Imprisoning drug offenders, for instance, does nothing to reduce the number of drug offenders in society because they are immediately replaced. The decline in violent crime is more attributable to demographic changes than to enforcement efforts. Most of the decline in crime results from forces beyond the control of the criminal justice systems. Reiman also feels that we could reduce crime if we wanted to do so, and that our excuses are not really answers to the problem, but merely excuses to explain why the system fails. We know the causes of crime—poverty, prison, and drugs—yet we do nothing to change how these things operate, such as banning guns and decriminalizing drugs. In the chapter, "A Crime by Any Other Name . .

. ," Reiman considers how language is used to identify some actions, and he argues that such things as workplace-related deaths that could be prevented should be considered crimes, as well. As far as the criminal justice system is concerned, the face of crime is young, male, poor, and black. Reiman believes that the criminal justice system helps create this reality, projecting a particular image of crime and hiding the larger reality of social injustice and even white-collar crime. They identify crime as a direct, personal assault and ignore many other damages caused by carelessness and greed of a different order.

Reiman details threats from the workplace, the health care system, the use of chemicals by various companies, and poverty itself, none of which are considered crimes. Reiman feels that the criminal justice system distorts the image of what truly threatens society. In the chapter, ". . . And the Poor Get Prison," Reiman points out what many have noted—that the offender in prison is most likely someone from one of the lowest social and economic groups in the nation.

The poor are more likely to be arrested for a particular crime, while wealthier people are merely warned.
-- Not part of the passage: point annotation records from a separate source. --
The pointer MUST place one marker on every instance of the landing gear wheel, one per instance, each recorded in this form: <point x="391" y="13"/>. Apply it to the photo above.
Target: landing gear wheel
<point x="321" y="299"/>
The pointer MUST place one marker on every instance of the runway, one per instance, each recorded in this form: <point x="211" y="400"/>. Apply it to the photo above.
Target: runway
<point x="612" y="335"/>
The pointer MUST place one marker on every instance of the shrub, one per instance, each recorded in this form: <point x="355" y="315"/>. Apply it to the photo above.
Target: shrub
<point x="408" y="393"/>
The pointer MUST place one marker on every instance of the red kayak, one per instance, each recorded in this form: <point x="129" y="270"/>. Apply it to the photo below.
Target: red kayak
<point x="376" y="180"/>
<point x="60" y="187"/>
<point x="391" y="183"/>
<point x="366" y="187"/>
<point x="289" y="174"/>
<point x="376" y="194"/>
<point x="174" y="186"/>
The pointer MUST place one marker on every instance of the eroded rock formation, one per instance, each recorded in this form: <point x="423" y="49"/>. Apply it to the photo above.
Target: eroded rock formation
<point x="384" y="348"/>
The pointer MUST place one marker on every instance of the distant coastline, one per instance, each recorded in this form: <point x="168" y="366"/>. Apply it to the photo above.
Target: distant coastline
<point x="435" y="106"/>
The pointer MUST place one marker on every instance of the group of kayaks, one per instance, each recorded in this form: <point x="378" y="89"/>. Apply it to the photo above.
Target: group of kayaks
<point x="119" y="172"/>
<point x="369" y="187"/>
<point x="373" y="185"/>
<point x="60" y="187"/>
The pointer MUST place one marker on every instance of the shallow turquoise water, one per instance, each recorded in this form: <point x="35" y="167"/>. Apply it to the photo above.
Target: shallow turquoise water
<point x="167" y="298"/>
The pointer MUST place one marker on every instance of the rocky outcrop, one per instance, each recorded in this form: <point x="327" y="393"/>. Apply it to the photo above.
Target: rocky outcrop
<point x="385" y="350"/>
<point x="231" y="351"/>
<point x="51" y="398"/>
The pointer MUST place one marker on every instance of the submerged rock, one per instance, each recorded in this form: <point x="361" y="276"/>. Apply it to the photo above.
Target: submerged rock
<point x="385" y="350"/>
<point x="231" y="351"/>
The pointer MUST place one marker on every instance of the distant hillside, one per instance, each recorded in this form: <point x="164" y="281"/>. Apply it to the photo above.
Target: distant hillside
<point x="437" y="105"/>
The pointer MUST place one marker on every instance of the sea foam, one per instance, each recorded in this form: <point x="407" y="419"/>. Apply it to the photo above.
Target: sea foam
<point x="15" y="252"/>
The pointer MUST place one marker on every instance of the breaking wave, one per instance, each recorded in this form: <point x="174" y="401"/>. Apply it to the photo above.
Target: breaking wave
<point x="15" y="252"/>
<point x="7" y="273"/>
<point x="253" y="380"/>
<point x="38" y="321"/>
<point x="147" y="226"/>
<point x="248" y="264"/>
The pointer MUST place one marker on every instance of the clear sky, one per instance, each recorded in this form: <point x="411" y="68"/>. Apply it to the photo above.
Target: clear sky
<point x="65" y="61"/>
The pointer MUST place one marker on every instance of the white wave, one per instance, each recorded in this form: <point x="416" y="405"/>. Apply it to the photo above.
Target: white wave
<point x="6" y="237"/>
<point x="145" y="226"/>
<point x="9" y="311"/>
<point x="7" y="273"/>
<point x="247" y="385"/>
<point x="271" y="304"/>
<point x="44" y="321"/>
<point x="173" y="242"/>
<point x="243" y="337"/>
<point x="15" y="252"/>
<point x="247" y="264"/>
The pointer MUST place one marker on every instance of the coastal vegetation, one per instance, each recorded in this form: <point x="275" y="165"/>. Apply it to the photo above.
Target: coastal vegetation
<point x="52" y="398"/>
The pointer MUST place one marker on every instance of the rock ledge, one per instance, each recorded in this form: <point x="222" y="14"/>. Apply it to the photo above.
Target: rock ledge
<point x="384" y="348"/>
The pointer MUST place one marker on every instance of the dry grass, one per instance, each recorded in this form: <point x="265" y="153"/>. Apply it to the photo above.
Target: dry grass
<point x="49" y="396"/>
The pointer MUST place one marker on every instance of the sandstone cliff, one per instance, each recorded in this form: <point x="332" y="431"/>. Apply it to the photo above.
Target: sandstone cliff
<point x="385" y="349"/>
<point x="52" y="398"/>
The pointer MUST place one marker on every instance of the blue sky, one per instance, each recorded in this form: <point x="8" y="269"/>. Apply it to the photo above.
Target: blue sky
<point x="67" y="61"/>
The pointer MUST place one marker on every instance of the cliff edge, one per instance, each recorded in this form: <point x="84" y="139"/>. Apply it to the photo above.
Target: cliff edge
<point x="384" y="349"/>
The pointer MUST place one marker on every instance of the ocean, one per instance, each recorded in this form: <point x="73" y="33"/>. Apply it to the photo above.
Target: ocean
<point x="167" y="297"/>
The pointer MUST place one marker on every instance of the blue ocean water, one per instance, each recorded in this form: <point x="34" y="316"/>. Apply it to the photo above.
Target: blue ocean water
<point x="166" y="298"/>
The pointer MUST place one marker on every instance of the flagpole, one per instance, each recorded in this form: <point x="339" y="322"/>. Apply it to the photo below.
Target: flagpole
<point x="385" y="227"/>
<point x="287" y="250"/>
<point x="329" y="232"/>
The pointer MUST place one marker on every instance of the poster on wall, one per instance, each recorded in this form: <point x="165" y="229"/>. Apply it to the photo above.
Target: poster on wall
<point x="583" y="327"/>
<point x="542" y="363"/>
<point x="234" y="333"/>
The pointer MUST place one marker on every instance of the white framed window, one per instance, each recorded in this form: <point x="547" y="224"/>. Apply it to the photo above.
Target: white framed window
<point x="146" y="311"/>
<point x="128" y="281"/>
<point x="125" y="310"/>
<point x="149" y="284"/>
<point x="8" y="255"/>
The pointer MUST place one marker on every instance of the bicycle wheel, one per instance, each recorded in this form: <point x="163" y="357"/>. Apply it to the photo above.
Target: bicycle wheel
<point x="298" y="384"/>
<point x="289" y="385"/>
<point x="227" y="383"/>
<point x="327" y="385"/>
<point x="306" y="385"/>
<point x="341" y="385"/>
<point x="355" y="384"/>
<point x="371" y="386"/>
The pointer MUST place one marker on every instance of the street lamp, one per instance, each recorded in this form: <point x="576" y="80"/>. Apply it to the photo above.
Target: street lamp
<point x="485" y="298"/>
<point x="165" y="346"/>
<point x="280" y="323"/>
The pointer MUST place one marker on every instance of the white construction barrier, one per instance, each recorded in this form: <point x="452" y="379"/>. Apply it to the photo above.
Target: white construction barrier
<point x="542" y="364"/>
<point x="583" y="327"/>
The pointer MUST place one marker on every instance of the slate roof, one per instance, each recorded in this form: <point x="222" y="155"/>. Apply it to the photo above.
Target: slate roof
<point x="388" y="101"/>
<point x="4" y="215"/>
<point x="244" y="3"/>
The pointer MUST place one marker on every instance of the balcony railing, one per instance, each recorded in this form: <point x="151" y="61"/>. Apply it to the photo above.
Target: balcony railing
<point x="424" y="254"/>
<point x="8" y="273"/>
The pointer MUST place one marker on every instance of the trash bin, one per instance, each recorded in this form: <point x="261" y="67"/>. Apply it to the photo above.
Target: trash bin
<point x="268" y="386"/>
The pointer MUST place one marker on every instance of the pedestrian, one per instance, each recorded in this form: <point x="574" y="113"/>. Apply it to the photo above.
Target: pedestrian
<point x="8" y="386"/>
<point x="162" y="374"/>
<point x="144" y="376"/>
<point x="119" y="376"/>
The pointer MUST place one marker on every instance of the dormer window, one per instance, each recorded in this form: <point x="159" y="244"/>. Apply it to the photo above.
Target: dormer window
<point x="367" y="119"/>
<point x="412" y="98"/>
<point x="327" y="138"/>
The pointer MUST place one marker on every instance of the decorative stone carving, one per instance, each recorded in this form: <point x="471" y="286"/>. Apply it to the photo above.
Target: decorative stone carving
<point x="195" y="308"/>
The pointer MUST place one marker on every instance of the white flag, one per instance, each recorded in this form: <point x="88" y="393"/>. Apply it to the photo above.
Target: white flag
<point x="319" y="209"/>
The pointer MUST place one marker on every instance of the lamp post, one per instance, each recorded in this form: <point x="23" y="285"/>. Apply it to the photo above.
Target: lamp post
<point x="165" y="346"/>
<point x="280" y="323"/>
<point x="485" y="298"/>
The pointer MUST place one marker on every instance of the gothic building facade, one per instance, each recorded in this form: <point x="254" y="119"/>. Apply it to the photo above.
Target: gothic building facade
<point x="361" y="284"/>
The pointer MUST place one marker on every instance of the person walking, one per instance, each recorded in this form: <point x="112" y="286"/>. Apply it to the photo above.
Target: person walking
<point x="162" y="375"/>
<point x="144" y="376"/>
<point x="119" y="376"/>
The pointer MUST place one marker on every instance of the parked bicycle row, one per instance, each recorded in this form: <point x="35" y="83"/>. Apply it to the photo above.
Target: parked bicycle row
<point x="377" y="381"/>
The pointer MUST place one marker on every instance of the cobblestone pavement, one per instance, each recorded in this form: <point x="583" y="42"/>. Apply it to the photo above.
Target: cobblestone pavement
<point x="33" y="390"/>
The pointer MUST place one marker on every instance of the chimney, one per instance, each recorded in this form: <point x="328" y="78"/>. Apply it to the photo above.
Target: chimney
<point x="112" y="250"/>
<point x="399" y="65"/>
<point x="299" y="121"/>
Reiman uses evidence of the differential treatment of blacks for several reasons: 1) blacks are disproportionately poor; 2) the factors that are most likely to keep an offender out of prison do not apply to poor blacks; 3) blacks and whites in prison come from the same general socio-economic status; 4) race adds to the effects of economic condition; and 5) the economic powers in America could end or reduce racist bias in the criminal justice system if they wanted to do so. Reiman believes.